Regular readers of my ‘Hot Takes’ articles may be aware that, for some time, I have been expressing a hope that Sunderland could build up some genuine momentum ahead of a potential playoff campaign.
In my opinion, it is absolutely crucial that, should we qualify for it, we head into the end-of-season shootout in good form, and not at the end of a league campaign that ultimately fizzled out, as was the case in 2019 and 2021.
With that in mind, this ruthless demolition of Cambridge was a clear sign that, under Alex Neil, we are becoming a team to respect, and maybe even to fear, as the season builds towards its conclusion. This was a game where the pressure was intense, given the fine margins that separate the playoff contenders, but Sunderland took it in their stride with consummate ease.
As he has done many times in recent games, Neil opted for a plethora of changes in personnel for this game, with Danny Batth returning in defence, and Patrick Roberts and Lynden Gooch restored to the starting eleven.
For once, Neil’s team selection felt like a peripheral issue, because the emphasis was on victory above all else, and his pragmatic ethos of adjusting the team to suit the opposition was displayed once again.
The big question was, after the laboured performance against Plymouth on Easter Monday, could Sunderland summon the energy to see off a team who, seven days prior, had turned over Wigan Athletic in their own backyard?
The answer was emphatic.
From the first minute on Saturday, Sunderland ripped into the visitors with the kind of ferocity that we have seen fleetingly this season, but not often enough, and rarely when the pressure has been ramped up.
With Elliot Embleton orchestrating affairs from midfield, Ross Stewart dominating up front, and Corry Evans anchoring things with impressive authority, we were at it from the first minute, and if the players were feeling the pressure, not a single one of them showed it.
In essence, we combined the attacking flair that was often the hallmark of Lee Johnson’s tenure with the ruthlessness and solidity that Neil has instilled, and it all came together to devastating effect.
Sunderland’s opening goal, awarded after a foul on Ross Stewart, which was then followed by a coolly-taken penalty from the Scot, gave us the perfect start, and put Cambridge onto the back foot as Lloyd Jones saw red.

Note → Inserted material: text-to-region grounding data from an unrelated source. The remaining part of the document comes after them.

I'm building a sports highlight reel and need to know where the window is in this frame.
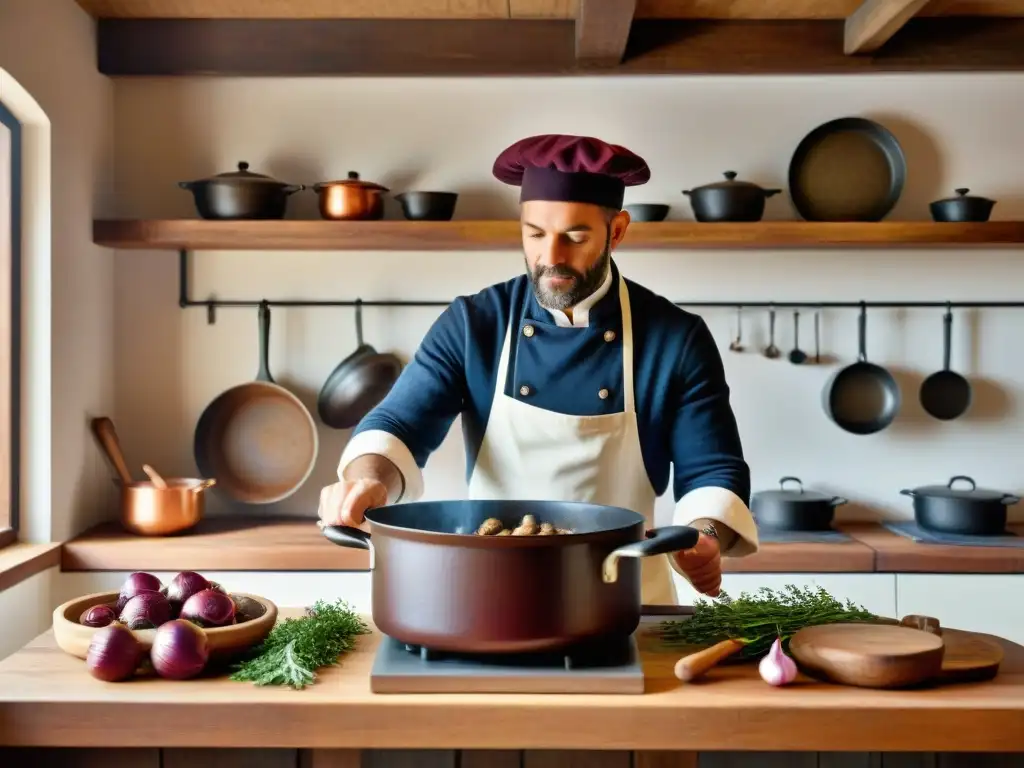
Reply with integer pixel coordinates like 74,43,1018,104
0,100,20,549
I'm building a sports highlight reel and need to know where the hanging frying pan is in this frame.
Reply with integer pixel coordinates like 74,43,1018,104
194,301,319,504
822,303,901,435
317,299,404,429
788,117,907,222
919,306,972,421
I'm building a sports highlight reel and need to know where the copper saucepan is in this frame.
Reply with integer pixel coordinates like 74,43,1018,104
90,417,215,536
311,171,389,220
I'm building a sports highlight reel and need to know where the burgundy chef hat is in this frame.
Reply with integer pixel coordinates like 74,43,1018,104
492,134,650,210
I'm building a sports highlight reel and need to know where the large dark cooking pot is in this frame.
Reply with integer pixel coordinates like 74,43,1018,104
900,476,1020,536
682,171,781,222
179,161,304,220
751,476,847,531
320,499,698,653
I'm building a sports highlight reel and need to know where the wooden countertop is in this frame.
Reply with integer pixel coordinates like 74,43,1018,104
1,611,1023,752
58,517,1024,575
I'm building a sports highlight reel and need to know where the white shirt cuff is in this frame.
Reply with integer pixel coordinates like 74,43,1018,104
668,486,759,576
337,429,424,503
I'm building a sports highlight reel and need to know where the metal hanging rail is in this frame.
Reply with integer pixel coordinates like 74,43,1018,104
177,249,1024,325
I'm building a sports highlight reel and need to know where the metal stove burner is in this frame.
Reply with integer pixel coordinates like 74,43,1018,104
400,636,634,670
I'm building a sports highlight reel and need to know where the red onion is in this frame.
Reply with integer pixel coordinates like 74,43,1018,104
79,604,117,628
166,571,211,609
150,619,209,680
119,590,172,630
208,580,226,594
115,572,163,613
180,588,235,628
86,622,143,682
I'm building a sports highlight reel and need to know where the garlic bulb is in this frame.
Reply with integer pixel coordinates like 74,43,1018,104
759,636,798,686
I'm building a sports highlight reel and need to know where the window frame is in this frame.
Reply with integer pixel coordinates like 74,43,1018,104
0,100,22,549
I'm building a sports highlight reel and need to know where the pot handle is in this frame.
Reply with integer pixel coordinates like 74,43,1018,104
191,479,217,493
1002,494,1021,505
948,475,977,491
318,521,372,551
602,525,699,584
177,181,195,190
763,188,783,197
282,184,306,195
830,496,848,507
899,489,915,497
779,476,803,492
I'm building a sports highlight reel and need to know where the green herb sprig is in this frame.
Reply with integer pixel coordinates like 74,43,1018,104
654,585,877,658
230,599,370,689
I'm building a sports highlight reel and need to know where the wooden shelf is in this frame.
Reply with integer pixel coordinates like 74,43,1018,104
93,219,1024,252
59,518,1024,574
60,516,370,572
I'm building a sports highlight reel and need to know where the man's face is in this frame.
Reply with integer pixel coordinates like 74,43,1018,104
520,200,631,311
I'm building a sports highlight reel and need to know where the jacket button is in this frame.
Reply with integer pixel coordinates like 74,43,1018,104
520,385,532,396
523,325,535,337
598,388,609,400
603,330,616,342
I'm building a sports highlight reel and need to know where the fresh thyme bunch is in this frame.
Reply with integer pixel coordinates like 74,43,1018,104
230,599,370,689
655,584,877,658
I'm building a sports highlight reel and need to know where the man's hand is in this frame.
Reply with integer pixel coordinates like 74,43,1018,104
317,478,388,528
673,533,722,598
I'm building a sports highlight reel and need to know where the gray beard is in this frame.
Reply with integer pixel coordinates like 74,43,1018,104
526,232,612,312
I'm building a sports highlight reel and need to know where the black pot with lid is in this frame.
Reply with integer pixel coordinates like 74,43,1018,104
682,171,782,223
900,475,1019,536
751,476,848,532
929,188,996,223
178,161,305,220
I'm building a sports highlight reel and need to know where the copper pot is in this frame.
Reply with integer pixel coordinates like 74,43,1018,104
312,171,389,220
90,417,214,536
117,477,214,536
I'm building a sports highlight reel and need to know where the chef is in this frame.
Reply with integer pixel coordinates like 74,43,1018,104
317,133,759,603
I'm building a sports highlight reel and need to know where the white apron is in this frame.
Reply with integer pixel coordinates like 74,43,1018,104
467,277,678,605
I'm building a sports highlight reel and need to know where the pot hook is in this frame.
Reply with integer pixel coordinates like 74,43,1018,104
729,306,744,352
354,298,364,347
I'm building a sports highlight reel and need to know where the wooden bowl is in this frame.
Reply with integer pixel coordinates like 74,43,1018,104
52,590,278,661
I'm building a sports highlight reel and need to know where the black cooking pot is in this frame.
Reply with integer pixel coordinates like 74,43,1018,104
320,499,699,654
751,476,848,532
682,171,782,222
900,475,1020,536
179,161,305,220
929,188,997,223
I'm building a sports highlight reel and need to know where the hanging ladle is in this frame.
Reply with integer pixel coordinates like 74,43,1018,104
729,306,744,352
763,305,780,359
789,311,807,364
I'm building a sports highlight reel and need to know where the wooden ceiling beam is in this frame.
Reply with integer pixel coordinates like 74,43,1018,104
574,0,638,66
93,17,1024,77
75,0,1024,19
844,0,934,54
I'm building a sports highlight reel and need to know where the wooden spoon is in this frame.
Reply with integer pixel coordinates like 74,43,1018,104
674,638,747,681
90,417,134,486
142,463,169,490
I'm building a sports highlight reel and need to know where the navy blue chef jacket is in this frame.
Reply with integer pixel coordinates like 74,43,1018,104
338,259,760,564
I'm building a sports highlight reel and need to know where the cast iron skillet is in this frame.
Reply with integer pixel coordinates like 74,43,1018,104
317,299,403,429
320,499,699,653
822,303,901,435
919,306,972,421
788,117,907,222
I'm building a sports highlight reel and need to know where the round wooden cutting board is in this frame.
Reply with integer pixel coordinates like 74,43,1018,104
789,623,945,688
938,627,1004,683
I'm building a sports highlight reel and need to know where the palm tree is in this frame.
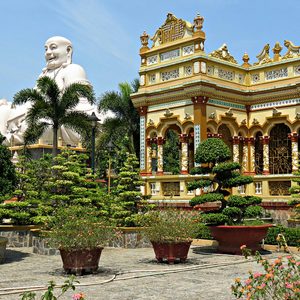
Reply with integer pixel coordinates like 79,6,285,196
13,76,95,157
97,79,140,157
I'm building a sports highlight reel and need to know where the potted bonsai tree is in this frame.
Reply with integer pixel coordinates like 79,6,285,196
139,208,200,263
188,138,273,255
45,205,115,275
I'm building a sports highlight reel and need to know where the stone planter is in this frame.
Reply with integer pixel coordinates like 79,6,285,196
209,224,273,255
151,241,192,264
59,247,103,275
0,237,8,263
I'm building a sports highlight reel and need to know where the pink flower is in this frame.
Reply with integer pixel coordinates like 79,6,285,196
245,279,252,285
240,245,247,250
285,283,293,289
254,272,262,278
72,293,85,300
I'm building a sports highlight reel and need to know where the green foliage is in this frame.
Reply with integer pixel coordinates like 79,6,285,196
201,213,229,226
189,138,264,226
163,129,180,174
190,193,224,206
45,206,115,250
138,209,200,243
264,226,300,247
190,166,212,175
195,138,231,164
0,134,17,196
244,205,264,218
112,153,145,226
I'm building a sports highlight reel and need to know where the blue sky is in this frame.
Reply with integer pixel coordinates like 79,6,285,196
1,0,300,102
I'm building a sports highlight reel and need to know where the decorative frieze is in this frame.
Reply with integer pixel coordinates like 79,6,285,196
161,69,179,81
207,65,214,76
160,49,180,62
147,55,158,65
208,99,246,110
194,125,201,167
140,116,146,170
148,99,193,112
251,98,300,110
251,73,260,83
217,68,234,81
200,61,206,73
265,68,288,80
182,45,194,56
149,74,156,84
294,65,300,75
184,66,193,76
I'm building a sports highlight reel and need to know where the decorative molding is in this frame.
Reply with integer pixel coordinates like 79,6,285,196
251,98,300,111
208,112,215,120
164,109,173,117
254,44,272,65
217,68,234,81
148,99,193,112
184,65,193,76
140,116,146,170
208,99,246,110
161,69,179,81
282,40,300,59
265,68,288,81
160,49,180,62
209,43,238,64
194,125,201,167
225,107,233,117
147,55,158,65
251,73,260,83
182,45,194,56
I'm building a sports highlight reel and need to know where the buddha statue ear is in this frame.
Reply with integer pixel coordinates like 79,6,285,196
66,45,73,64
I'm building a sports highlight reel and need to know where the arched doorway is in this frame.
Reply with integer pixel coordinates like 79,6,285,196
269,124,292,174
218,124,233,158
254,131,263,174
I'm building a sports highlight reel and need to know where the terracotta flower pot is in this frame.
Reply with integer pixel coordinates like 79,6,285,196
209,224,273,255
151,241,192,264
59,247,103,275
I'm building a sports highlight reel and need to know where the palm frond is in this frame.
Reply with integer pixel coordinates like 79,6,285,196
26,100,52,124
23,122,50,145
13,89,44,106
61,83,95,111
60,111,92,135
36,76,60,104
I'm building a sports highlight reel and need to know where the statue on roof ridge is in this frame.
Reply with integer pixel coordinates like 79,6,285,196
254,44,272,65
282,40,300,59
209,44,237,64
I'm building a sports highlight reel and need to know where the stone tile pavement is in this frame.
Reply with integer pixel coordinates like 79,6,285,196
0,246,280,300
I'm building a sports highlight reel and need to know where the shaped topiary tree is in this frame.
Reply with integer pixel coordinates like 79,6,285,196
188,138,264,225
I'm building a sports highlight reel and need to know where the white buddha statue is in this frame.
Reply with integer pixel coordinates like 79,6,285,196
3,36,99,147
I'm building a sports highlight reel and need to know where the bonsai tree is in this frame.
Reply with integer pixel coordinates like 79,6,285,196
0,134,17,198
188,138,264,225
287,163,300,220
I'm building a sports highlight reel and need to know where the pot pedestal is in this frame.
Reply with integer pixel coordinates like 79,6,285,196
59,247,103,275
209,224,273,255
151,241,192,264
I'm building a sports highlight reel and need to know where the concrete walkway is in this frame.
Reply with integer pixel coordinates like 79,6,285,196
0,246,279,300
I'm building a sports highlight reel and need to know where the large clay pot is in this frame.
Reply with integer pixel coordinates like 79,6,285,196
151,241,192,264
59,247,103,275
209,224,273,255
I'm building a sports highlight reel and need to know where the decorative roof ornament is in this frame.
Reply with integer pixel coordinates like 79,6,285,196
184,113,191,120
148,119,154,126
295,112,300,120
254,44,272,65
208,112,216,120
194,13,204,31
164,109,173,117
252,118,259,125
225,107,233,117
282,40,300,59
151,13,193,47
273,42,282,62
242,53,251,67
209,44,238,64
241,119,247,125
140,31,149,48
272,107,281,117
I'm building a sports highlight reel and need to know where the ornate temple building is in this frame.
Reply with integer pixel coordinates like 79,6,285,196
131,13,300,205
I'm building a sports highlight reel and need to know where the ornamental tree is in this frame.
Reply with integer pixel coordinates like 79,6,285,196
112,153,145,226
0,134,17,197
188,138,264,225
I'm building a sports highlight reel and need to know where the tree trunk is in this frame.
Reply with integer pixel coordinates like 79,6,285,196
52,125,58,157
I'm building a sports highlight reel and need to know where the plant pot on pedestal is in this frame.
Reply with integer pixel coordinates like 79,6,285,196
209,224,273,255
151,241,192,264
59,247,103,275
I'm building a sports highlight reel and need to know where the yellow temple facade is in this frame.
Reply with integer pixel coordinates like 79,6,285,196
131,13,300,205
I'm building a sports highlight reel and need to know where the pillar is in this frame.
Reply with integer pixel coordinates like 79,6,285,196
137,106,148,175
288,132,299,172
192,96,209,166
180,134,189,174
156,137,164,175
146,138,152,175
262,136,270,175
232,136,240,163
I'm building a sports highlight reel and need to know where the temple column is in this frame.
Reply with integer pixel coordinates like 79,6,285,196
137,106,148,175
146,138,152,175
156,137,165,175
180,134,189,174
232,136,240,163
248,137,256,174
192,96,209,166
262,136,270,175
288,132,299,172
242,138,249,174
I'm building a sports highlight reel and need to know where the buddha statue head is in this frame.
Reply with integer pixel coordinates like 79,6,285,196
44,36,73,70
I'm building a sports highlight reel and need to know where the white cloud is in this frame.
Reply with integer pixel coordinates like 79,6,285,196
43,0,131,62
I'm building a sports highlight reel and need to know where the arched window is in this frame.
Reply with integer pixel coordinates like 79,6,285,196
254,132,263,174
187,128,194,173
238,133,243,166
269,124,292,174
218,124,233,158
163,126,181,174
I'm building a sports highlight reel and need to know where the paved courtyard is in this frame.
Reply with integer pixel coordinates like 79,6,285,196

At that stage, we were faced with the usual dilemma of whether to pace ourselves or to push on, and fortunately, we chose the latter.
Embleton’s goal, which followed shortly thereafter, was either an outrageous slice of fortune or a piece of brilliance, depending on your point of view, but as the ball flew over a floundering Dimitar Mitov and into the net from an acute angle, nobody seemed to care. It was 2-0, and we had our opponents exactly where we wanted them.
Irritatingly, we conceded a sloppy goal shortly afterward, as slack marking allowed Paul Digby to flash a neat strike past Anthony Patterson, but the ghosts of Shrewsbury were not haunting us this time, and Stewart’s second goal, a sumptuous swivel and crisp finish, was a riposte of the highest class and sent us into the break in a commanding position.
Sunderland’s second half performance was equally impressive, as we continued to probe and move the ball slickly, whilst denying Cambridge any real openings. Overall, the standard of service into the box was much better, and some of the interplay was a joy to watch.
When Nathan Broadhead rose highest to nod home a cross from Gooch, any lingering nerves were finally eased, before Batth added the gloss with another header, this time from a Roberts cross. After so many close calls in recent games, there was no need for any last-minute heroics, merely a leisurely stroll towards full time, and three points that keep us at the very heart of the battle for the top six.
It was difficult to highlight standout performers from this game, because everyone in red and white acquitted themselves superbly, but special praise must be reserved for Gooch and Embleton.
Sunderland’s American winger has endured a tough season, but this was a game in which he answered the doubters with aplomb, and Embleton chose the perfect occasion to cast himself as orchestrator-in-chief, utilising his full range of passing and offering more proof that he can deliver when called upon.
It was also heartening to see Callum Doyle make a winning return, and this was the ideal game for him to remind everyone that, at eighteen, he is gifted with precocious talent and scary potential. Alex Pritchard’s return was also timely, and it is encouraging to see our squad starting to reach full strength at this crucial stage of the season.
Tomorrow night, we bring down the curtain on this season’s home league schedule against Rotherham.
If we can summon a similar performance to Saturday, there is no doubt that we can avenge the 5-1 thrashing we suffered last October, and ensure that our destiny remains within our control ahead of the trip to Morecambe. The players know they are capable, and there is no reason to think they cannot deliver again.